Cuando un amigo se va

Él formaba parte de ese grupo de amigos adolescentes que adornaba, con su alegre desenfado, el paisaje veleño que me vio llegar un día de junio lejano en el tiempo. Su hermana fue una de mis primeras amigas de entonces, con la que compartí paseos por la carretera, guateques, mañanas de playa, tardes de jazmines y ajoblanco, misas de do­­mingo, secretos de amor... Y fue por mi amistad con ella que conocí a Gabriel. Era un chico amable, correcto, simpático, al que recuerdo entre jóvenes estudiantes paseando por las calles veleñas, hablando de libros, de ferias..., y de un futuro que estaba a la vuelta de la esquina.

El tiempo pasó deprisa y el futuro llegó. Casi sin darnos cuenta, él era un estupendo pediatra en Málaga y yo, estrenando casa y vida nueva, esperaba ilusionada la llegada de mi primer bebé. Gabriel se convirtió en su médico, un flamante y entrañable médico en el que pusimos toda nuestra confianza. Amable y seguro, era un profesional de esos en los que crees a ciegas. Las visitas a su consulta del Parque del Sur se hicieron indispensables cada vez que había un resfriado, un dolor de oídos, o cualquiera de las típicas enfermedades infantiles. Él nos atendía siempre con la calidad humana y el buen hacer que le caracterizaban, y una cercanía de amigos que nos llevaba a charlar de todo mientras los niños tosían o le enseñaban la garganta. En las manos de Gabriel pusimos la salud de nuestros hijos. Tosferinas, sa­­rampiones, exantemas súbitos..., y aquella neumonía que curó en un tiempo récord; recuerdo su cara de satisfacción comparando las radiografías del antes y el después de su diagnóstico, y a mi hijo tumbado en un sofá leyendo tebeos mientras cumplía a rajatabla el reposo que le había recetado su médico. Lo que él decía era para nosotros incuestionable, y su talante cariñoso una medicina más. Curar una dolencia, quitar el miedo con una sonrisa segura... Yo le debo a Gabriel buena parte de mi paz en esa etapa de la vida donde los niños te roban el sueño.

Hace unos días, Gabriel se ha ido. Cuando febrero se asomaba al calendario; cuando se abrían al paisaje veleño las flores tempranas de los almendros. Hoy, en un día lluvioso y gris, que entristece aún más su recuerdo, he sentido el impulso de escribir sobre él, a la vez que miro las viejas fotografías de aquel tiempo ilusionante que nos veía soñar. Desde un ayer en color sepia, entre amigos veleños, con su chaqueta, su corbata y su sonrisa de siempre, mira a la cámara y parece decir la frase que le oí tantas veces y que era un bálsamo para mi espíritu: “No pasa nada, no te preocupes, esto se cura”. Lástima que la medicina no pueda curarlo todo; lástima que se vayan tan pronto personas como él, amantes de su profesión, altruistas, generosos, que no hacen otra cosa que ayudar a la gente y hacer el bien. 
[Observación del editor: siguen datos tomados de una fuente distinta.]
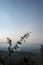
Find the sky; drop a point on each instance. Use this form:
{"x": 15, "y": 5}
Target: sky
{"x": 18, "y": 17}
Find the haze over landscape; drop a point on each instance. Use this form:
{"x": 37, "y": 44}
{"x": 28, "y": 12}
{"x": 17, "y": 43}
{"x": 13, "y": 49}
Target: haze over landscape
{"x": 21, "y": 16}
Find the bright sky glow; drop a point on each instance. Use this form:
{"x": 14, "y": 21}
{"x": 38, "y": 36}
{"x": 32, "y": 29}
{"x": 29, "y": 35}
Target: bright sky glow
{"x": 21, "y": 16}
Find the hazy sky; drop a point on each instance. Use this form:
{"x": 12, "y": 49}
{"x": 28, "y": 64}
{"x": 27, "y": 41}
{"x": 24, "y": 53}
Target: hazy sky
{"x": 21, "y": 16}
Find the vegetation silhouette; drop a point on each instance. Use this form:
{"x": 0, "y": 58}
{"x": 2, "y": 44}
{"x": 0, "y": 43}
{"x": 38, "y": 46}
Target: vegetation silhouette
{"x": 16, "y": 45}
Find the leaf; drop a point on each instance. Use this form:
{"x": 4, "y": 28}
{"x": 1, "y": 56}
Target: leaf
{"x": 19, "y": 42}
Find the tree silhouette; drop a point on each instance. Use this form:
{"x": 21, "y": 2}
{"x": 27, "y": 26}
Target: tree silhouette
{"x": 16, "y": 45}
{"x": 26, "y": 61}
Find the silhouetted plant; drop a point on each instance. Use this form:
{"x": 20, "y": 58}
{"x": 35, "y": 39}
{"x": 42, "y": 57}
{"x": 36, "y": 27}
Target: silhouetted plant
{"x": 26, "y": 61}
{"x": 16, "y": 45}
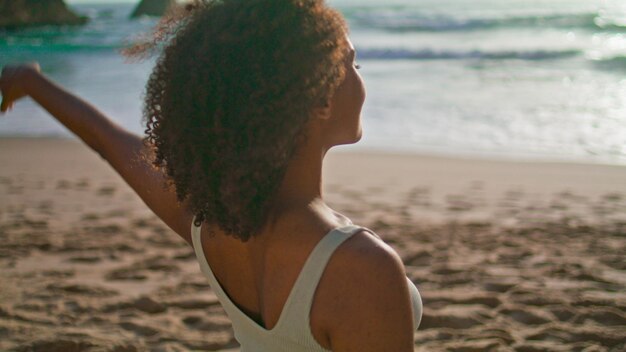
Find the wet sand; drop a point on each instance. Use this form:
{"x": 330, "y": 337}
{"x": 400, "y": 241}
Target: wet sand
{"x": 508, "y": 256}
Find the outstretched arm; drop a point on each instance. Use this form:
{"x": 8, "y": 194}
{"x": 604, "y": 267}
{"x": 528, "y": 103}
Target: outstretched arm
{"x": 122, "y": 149}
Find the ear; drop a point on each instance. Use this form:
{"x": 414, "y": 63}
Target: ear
{"x": 322, "y": 112}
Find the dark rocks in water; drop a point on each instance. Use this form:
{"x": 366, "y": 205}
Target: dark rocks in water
{"x": 28, "y": 13}
{"x": 152, "y": 8}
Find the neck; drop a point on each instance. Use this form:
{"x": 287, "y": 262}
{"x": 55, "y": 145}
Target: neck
{"x": 302, "y": 183}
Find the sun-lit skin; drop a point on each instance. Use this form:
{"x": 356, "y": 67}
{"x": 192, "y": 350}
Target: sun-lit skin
{"x": 258, "y": 274}
{"x": 336, "y": 124}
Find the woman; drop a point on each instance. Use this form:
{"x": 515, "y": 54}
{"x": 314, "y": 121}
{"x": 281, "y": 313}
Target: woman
{"x": 243, "y": 104}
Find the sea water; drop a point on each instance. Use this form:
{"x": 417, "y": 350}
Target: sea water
{"x": 532, "y": 79}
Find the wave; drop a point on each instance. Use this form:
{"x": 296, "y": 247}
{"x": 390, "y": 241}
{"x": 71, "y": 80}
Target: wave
{"x": 430, "y": 54}
{"x": 42, "y": 47}
{"x": 415, "y": 22}
{"x": 613, "y": 63}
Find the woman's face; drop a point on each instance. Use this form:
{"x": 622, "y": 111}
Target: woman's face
{"x": 344, "y": 123}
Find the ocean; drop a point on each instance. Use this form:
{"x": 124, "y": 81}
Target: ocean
{"x": 508, "y": 79}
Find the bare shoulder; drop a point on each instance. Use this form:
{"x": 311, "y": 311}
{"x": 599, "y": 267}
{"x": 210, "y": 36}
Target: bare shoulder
{"x": 366, "y": 298}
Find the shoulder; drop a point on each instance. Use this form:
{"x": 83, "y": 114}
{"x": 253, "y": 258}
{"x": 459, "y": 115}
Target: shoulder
{"x": 367, "y": 299}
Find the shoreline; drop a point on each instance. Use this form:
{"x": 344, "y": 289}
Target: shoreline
{"x": 432, "y": 153}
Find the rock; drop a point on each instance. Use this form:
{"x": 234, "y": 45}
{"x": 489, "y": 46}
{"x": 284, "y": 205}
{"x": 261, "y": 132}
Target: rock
{"x": 152, "y": 8}
{"x": 24, "y": 13}
{"x": 148, "y": 305}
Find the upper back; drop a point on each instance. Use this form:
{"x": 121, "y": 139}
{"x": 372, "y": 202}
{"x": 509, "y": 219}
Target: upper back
{"x": 278, "y": 287}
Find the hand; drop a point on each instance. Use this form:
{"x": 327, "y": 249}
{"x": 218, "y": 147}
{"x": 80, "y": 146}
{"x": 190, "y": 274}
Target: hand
{"x": 12, "y": 83}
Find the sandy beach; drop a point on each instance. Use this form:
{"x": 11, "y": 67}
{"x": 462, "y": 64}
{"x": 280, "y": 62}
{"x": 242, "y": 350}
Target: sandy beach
{"x": 508, "y": 256}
Pienso en la soledad de su mujer, aquella novia veleña de ojos grandes y melena oscura, tan cariñosa, tan serena, tan buena compañera para él. Pienso en sus hijos, que han recibido de sus padres la mejor herencia: una calidad humana extraordinaria, que espero les ayude a sobrellevar la ausencia. Yo no sé si habrá un después tras la frontera sutil que nos separa de la vida y los afectos, pero me gustaría creer que existe un paraíso, lleno de paz y eternidad, donde descansan las almas limpias como la de Gabriel. Que, allá donde esté, pudiera sentir el rumor del mar de siempre, la caricia cálida del viento terral, la luz violeta de Málaga..., la  fuerza y el amor de esa familia hermosa que mimará su recuerdo, y el agradecimiento y afecto de tantos pacientes y amigos que no le olvidarán.

Hoy, estos Sonidos al tiempo salen al aire envueltos en la tristeza de un adiós. El adiós al amigo, al entrañable médico de mis hijos, que curaba sus toses y mis miedos. Hasta siempre, Gabriel. Tu ausencia nos deja huérfanos de esas recetas tuyas que lo curaban todo, y nos sentimos un poco más solos, un poco más tristes.

Cuando un amigo se va, algo se muere en el alma.